Everwave bekommt Anfragen aus der ganzen Welt. Aber trotz des großen Interesses hat die die kleine, überwiegend von Spenden getragene Organisation Finanzierungsprobleme und sucht Geldgeber. »Im Müll steckt kein Profit«, sagt Hansch halb sarkastisch. »Auch wenn Nachhaltigkeit in Deutschland groß geschrieben wird, zählt am Ende in der Wirtschaft das Geld.« Wenn es finanziell machbar ist, würde Hansch die CollectiX-Boote als nächstes gerne nach Afrika oder Asien schicken, zum Beispiel nach Malaysia, Indonesien oder Indien. Nicht nur weil dort viel Abfall in die Ozeane gelangt, sondern auch »weil wir dahin viel Müll exportieren«.

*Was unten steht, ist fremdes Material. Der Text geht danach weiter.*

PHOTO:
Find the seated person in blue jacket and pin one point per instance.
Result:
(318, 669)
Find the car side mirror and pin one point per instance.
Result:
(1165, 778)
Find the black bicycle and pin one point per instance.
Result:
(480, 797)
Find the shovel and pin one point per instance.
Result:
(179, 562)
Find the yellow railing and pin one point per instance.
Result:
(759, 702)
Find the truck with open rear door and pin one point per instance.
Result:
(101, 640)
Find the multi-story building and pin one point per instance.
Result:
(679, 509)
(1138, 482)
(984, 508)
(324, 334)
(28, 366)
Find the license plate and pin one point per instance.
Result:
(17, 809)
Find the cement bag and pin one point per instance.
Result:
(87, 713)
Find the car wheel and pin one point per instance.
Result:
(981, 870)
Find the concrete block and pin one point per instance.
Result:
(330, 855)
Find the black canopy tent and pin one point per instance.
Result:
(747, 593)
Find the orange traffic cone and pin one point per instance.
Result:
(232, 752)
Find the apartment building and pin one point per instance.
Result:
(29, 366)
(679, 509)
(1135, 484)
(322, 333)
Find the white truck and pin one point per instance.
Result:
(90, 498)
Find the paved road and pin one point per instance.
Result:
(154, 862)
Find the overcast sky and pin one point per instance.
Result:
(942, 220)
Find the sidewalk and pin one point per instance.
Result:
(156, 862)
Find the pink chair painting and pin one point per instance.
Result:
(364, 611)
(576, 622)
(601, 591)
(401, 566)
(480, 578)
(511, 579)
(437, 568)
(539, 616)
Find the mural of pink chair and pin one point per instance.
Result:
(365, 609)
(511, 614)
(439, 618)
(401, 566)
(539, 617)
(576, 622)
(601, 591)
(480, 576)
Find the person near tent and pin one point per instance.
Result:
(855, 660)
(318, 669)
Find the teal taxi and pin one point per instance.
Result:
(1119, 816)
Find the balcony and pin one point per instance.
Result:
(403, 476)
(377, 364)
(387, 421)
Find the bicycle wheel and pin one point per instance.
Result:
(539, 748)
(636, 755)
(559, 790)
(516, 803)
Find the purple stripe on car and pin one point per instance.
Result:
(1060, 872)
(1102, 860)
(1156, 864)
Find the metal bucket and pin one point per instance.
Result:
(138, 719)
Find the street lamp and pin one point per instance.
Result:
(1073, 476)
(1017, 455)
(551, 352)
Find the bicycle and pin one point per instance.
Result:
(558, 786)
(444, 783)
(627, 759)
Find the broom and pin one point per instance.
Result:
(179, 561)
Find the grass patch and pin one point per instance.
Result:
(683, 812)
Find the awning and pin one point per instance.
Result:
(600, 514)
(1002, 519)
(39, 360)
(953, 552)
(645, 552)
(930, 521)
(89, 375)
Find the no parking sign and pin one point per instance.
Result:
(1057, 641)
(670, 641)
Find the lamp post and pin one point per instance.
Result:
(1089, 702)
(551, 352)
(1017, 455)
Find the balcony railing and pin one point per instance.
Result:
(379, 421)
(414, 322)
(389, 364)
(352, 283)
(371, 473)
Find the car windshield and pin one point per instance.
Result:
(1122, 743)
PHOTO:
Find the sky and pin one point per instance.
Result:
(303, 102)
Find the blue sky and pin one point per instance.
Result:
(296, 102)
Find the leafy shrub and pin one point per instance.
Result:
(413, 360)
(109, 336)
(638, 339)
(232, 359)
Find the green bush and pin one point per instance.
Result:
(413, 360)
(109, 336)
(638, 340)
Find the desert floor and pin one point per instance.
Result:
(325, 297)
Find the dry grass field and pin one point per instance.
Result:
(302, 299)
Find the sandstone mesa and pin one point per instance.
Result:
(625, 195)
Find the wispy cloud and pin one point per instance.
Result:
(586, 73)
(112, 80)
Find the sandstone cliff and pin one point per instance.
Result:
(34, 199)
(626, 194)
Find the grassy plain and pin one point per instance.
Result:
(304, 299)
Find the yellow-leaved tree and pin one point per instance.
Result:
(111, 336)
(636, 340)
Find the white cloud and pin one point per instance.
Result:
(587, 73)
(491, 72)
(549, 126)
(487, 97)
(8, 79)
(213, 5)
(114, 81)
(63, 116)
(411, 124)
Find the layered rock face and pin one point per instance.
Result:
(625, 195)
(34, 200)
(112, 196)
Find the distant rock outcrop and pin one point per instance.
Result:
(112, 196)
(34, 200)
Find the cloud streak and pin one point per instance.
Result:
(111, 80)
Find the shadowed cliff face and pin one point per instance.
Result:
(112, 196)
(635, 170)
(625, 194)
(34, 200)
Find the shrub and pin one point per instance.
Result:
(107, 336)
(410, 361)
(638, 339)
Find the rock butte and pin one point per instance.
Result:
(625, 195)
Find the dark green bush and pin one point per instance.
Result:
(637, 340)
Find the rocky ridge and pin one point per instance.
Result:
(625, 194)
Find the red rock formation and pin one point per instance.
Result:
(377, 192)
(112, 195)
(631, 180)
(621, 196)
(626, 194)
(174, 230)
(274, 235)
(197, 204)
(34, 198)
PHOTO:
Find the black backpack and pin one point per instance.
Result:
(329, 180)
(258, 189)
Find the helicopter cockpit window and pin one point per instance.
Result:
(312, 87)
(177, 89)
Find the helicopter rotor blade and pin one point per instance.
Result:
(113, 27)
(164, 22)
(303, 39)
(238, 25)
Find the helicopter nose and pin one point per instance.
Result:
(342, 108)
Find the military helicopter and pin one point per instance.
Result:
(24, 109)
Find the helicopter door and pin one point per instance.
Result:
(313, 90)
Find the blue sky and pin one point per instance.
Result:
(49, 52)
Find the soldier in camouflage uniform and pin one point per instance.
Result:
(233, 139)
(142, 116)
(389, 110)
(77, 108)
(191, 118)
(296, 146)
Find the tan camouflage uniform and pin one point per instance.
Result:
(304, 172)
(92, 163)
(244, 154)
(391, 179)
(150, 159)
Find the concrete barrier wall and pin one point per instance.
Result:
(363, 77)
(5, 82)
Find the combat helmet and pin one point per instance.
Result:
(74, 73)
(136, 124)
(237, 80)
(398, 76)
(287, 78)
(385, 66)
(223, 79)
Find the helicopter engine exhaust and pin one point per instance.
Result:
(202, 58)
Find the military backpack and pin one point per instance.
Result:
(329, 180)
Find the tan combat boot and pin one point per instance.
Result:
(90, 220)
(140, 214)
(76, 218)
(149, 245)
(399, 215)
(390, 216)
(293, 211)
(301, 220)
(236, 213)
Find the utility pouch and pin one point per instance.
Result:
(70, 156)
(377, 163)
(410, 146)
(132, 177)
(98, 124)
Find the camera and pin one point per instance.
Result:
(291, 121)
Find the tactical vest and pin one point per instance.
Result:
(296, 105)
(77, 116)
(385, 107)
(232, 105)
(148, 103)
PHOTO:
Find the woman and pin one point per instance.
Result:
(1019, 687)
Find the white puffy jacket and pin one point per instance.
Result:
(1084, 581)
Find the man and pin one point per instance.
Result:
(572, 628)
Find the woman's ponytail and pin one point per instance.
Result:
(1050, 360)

Vorher wird Everwave aber noch eine Miniversion von Hanschs Ursprungsidee realisiern: Ab Herbst werden von Tilman Flöhr entworfene, wabenförmige Plattformen namens HiveX zu Wasser gelassen, die – anders als die Boote – langfristig vor Ort bleiben und Müll sammeln können, ohne den Schiffsverkehr zu beeinträchtigen. »Wir bekommen immer wieder die Anfrage, ob wir nicht länger vor Ort bleiben können.« Die Plattformen sind dabei so einfach konstruiert, dass sie auch vor Ort in Afrika, Asien oder Osteuropa gebaut werden könnten, »um die lokale Bevölkerung mit ins Boot zu holen«.
Das ist die Vision: Erst so stark wachsen, dass Everwave möglichst große Wellen schlägt. Und dann überflüssig werden, weil das Problem hoffentlich am Ursprung gelöst wird und alle Müllhähne zugedreht werden.